As immigration raids continue and anti-immigrant rhetoric rises, Michelle’s resolve strengthens. She organizes with and for those most affected, particularly undocumented community members, most of whom are friends, neighbors, and the family members of her students.

“Many folks around me are undocumented. I help by creating plans and strategies with people. I try to remain strong. I use my privilege as a U.S. citizen to protect those around me.”

Michelle knows that burnout is real. “People care, but people are burned out,” she observes. Yet her commitment never wavers — because the stakes are too high.
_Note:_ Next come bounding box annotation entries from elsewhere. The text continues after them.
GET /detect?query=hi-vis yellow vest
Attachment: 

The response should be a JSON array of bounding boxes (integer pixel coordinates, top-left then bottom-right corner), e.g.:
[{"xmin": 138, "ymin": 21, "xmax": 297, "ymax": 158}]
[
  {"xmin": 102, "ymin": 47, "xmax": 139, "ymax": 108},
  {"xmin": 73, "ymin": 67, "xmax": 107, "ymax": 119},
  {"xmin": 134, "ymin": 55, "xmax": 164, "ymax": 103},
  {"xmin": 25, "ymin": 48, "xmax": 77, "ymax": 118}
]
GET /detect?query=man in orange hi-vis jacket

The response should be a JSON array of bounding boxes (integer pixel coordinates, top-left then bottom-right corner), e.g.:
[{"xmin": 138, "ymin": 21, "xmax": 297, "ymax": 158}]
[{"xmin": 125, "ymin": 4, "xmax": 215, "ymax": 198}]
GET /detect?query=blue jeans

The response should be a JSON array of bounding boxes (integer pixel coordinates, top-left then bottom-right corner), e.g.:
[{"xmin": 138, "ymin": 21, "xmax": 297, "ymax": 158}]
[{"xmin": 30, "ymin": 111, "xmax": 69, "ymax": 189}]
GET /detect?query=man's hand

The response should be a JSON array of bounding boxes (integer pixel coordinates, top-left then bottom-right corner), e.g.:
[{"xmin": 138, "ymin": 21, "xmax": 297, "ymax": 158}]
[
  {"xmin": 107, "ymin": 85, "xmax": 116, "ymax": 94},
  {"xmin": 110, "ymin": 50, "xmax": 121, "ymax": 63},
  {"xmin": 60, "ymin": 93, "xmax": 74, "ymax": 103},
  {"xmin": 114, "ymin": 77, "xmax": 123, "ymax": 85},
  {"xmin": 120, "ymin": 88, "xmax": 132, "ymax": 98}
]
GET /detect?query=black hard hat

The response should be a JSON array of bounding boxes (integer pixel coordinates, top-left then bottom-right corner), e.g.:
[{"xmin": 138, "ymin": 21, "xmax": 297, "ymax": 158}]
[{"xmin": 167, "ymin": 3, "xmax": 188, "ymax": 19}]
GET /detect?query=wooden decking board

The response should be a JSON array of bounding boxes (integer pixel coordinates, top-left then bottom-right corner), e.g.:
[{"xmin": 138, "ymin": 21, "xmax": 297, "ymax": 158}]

Her activism is driven by love: for her students, for her family, and for a future where no one is criminalized for seeking a better life.

“I want my kids and community to know that I am on the right side of history.”

When asked what she would say to lawmakers and policy architects, Michelle doesn’t hesitate:


“Remind yourselves that we are all immigrants. This country was founded by immigrants — we can’t undermine that. Everyone deserves a dignified life. No one leaves their country willingly. Everyone who migrates does so out of necessity. Migration is natural — it’s a human right.”


Michelle is clear about the contradictions at play. “Our government embraces immigrants when it wants to exploit their labor,” she says. “But turns its back when they need protection.”


Still, she presses forward. As a working-class Latina, as a teacher, and as an activist, Michelle represents a rising tide of grassroots leadership — grounded in compassion and propelled by justice.